Selma the heath aide who came every Tuesday and Thursday found her “asleep”. She made my mom’s breakfast and then went back to wake her up.
Smoking is a killer. Even up to 2012, she was still smoking though told she had to stop. This is evident by the cigarette and lighter on the table in front of her. She was already failing in this picture, and probably clearing fluid from her nose by the looks of the tissue. This is what took the life of the best person in the world.
In late 2010, she developed what appeared to be a bad chest cold but turned out to be pneumonia caused by fluid in her lungs. She had congestive heart failure from the COPD. In 2011 she had stents put into her legs to open the clogged and calcified arteries.
Mom being mom, she bounced back from this only to break her hip. She fell one night on the way to the bathroom. The doctors thought it may have been caused by a mini-stroke, and she had some hack surgery for it. The doctor has since been sued out of business (not by us), but the damage was done. This set her back as it made her immobile for a few years until her heart got stronger after the pacemaker implant in early 2012.
In 2015 she finally had a hip replacement done and was mobile only for a few short months before she ended up sliding down more and more to be followed by multiple hospital stays for bouts of pneumonia and respiratory distress.
Each time she bounced back, but each time with less of the bounce she had before like a ball tossed down a flight of stairs. This last bounce in April this year set her on the final spiral downward after a stay in a horrific rehabilitation center. After that she ended up back in the hospital again a few times in the ICU due to more of the same, and never really recovered.

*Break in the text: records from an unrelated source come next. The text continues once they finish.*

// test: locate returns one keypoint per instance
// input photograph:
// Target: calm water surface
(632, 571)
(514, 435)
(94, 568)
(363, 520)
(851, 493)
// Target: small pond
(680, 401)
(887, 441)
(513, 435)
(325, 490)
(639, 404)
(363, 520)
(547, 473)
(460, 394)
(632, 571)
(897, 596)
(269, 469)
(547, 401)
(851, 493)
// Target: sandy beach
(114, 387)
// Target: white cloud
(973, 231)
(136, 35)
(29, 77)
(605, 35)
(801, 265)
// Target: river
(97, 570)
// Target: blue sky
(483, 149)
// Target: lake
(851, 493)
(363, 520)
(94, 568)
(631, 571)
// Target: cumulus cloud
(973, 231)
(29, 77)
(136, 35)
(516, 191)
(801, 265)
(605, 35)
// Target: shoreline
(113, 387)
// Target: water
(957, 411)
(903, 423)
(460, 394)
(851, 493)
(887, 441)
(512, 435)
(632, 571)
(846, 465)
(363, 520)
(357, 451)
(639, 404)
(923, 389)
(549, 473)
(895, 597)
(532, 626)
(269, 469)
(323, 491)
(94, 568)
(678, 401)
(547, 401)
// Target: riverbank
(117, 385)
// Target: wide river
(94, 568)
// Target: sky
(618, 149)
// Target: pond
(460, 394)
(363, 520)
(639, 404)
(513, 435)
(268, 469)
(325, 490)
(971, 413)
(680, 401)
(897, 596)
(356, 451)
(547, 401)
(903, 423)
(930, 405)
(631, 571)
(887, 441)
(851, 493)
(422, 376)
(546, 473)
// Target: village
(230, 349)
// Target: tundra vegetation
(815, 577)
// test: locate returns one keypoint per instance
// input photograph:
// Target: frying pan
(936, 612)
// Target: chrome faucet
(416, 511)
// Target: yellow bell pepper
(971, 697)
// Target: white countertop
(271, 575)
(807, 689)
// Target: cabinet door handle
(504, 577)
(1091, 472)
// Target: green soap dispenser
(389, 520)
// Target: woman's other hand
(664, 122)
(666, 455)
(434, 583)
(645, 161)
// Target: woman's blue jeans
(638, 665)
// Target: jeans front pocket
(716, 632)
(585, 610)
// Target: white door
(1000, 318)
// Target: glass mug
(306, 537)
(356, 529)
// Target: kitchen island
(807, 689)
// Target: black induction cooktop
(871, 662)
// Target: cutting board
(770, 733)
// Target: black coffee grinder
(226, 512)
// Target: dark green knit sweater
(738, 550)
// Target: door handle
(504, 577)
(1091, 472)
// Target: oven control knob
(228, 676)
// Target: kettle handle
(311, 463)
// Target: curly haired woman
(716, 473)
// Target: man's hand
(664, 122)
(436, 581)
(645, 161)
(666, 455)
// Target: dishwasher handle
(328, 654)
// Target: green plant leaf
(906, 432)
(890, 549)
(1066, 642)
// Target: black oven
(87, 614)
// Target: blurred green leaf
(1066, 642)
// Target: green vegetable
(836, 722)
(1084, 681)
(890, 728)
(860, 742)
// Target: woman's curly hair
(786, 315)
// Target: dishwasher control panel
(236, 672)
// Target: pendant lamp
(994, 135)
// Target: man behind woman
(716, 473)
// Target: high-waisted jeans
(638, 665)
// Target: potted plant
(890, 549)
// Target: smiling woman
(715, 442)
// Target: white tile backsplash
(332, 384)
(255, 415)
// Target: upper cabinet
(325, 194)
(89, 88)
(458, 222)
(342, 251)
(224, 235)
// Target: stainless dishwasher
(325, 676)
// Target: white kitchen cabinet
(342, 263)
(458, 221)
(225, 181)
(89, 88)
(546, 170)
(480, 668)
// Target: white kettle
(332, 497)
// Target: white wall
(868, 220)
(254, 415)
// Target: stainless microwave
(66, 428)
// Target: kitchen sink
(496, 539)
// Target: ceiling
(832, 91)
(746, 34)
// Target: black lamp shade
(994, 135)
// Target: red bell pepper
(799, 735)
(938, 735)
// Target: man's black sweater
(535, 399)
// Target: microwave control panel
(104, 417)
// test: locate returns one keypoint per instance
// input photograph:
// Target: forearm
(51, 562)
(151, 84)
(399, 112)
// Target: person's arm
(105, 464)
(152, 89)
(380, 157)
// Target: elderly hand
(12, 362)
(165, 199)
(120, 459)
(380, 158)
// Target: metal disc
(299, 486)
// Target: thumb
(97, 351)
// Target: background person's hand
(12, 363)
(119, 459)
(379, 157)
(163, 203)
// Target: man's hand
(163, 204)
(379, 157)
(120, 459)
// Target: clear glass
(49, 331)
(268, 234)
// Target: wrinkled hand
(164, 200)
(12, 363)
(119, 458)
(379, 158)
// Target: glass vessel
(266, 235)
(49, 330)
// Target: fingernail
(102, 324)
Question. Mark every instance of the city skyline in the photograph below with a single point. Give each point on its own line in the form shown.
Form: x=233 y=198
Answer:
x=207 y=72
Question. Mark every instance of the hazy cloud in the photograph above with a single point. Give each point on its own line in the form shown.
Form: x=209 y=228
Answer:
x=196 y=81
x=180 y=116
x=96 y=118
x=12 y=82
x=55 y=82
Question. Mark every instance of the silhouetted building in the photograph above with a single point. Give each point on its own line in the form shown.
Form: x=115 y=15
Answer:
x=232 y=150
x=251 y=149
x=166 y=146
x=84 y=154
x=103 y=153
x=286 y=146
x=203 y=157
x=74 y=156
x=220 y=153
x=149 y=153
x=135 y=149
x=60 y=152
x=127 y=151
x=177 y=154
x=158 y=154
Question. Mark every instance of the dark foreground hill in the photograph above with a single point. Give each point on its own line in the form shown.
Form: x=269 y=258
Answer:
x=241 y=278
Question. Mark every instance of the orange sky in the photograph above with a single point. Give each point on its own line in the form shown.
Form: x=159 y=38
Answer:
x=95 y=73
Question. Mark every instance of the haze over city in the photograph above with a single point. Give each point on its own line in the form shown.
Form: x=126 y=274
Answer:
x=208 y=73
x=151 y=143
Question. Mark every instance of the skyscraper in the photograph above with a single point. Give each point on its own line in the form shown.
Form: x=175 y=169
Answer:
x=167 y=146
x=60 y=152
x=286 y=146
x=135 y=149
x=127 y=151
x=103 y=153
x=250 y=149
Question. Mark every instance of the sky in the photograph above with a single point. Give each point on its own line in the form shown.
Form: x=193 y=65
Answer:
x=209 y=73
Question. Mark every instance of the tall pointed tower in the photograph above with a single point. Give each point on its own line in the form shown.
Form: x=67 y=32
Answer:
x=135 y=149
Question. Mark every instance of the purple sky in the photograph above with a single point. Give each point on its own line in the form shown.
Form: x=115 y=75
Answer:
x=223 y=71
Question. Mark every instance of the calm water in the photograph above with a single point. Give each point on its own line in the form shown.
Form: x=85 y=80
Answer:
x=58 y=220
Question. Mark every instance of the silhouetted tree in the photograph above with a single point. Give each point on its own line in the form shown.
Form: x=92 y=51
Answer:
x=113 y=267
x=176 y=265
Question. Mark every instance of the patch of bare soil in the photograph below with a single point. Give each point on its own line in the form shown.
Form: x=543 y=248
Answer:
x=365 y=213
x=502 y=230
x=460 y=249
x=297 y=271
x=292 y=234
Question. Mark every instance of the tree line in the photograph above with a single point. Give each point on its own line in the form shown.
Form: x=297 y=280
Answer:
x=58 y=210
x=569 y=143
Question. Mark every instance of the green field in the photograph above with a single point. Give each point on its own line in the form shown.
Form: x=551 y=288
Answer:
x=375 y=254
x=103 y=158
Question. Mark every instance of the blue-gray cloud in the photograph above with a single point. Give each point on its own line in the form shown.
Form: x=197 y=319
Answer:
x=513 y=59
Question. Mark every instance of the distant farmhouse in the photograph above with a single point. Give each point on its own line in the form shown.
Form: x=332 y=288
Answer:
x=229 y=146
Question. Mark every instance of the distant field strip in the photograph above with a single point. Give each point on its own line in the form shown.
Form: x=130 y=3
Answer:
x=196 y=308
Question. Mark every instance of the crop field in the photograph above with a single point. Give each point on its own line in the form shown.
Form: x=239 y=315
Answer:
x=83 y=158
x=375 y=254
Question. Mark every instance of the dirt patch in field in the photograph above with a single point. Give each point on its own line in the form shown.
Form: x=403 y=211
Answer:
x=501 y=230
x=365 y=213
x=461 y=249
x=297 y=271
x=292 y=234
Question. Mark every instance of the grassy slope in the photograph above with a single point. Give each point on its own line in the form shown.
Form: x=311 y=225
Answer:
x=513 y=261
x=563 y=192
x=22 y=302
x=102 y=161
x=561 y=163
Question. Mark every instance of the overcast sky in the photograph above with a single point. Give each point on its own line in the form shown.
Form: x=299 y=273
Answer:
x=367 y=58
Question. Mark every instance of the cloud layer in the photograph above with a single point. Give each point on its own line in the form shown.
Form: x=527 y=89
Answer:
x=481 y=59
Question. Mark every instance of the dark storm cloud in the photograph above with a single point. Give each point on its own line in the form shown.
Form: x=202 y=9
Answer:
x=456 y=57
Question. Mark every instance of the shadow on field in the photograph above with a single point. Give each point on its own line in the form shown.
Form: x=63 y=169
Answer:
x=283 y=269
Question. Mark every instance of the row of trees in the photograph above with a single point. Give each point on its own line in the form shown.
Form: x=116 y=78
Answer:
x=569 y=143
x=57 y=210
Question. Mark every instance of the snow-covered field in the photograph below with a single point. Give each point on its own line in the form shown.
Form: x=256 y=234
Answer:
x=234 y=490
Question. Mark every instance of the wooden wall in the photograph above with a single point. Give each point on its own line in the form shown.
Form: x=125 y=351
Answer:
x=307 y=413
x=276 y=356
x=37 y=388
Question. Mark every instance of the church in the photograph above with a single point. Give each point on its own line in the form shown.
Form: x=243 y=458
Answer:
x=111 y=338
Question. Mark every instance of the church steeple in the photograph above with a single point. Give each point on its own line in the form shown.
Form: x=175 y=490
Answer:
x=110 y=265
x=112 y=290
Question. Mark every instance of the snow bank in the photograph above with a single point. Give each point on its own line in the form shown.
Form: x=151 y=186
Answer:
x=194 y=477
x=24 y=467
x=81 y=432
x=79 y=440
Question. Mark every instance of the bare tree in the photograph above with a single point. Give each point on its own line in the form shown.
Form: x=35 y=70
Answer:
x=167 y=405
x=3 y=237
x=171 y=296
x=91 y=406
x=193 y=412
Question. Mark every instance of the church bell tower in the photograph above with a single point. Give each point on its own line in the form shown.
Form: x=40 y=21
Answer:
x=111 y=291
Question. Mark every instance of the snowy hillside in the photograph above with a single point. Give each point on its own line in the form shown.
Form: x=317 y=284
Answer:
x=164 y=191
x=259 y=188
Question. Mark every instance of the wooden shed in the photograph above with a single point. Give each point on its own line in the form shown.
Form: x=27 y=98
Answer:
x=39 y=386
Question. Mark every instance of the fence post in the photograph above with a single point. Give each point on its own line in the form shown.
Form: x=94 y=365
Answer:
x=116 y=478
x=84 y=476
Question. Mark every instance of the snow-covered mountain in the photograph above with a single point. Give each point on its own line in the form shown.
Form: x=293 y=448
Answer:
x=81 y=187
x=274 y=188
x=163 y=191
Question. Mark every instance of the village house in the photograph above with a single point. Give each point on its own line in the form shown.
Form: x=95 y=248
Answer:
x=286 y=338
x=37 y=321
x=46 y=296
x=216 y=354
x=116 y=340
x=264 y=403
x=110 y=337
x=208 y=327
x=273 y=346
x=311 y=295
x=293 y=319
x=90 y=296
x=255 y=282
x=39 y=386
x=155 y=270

Her life was not easy growing up. Her father was a poor Swedish immigrant and her mom a mongrel of German, Irish, Native American, and English heritage. Her mother was an alcoholic and fought often, and my mom spent whole summers living with her Nana and “grampa” at their cottage in Marblehead. That she said was the best times, and her grandmother is the one who brought her up mostly.
After high school, she was accepted to the Museum of Fine Arts School in Boston where she met my dad during her first year. They married a couple of years later in 1959. My dad told me yesterday it was love at first sight. They would have been married 60 years this coming August 1st.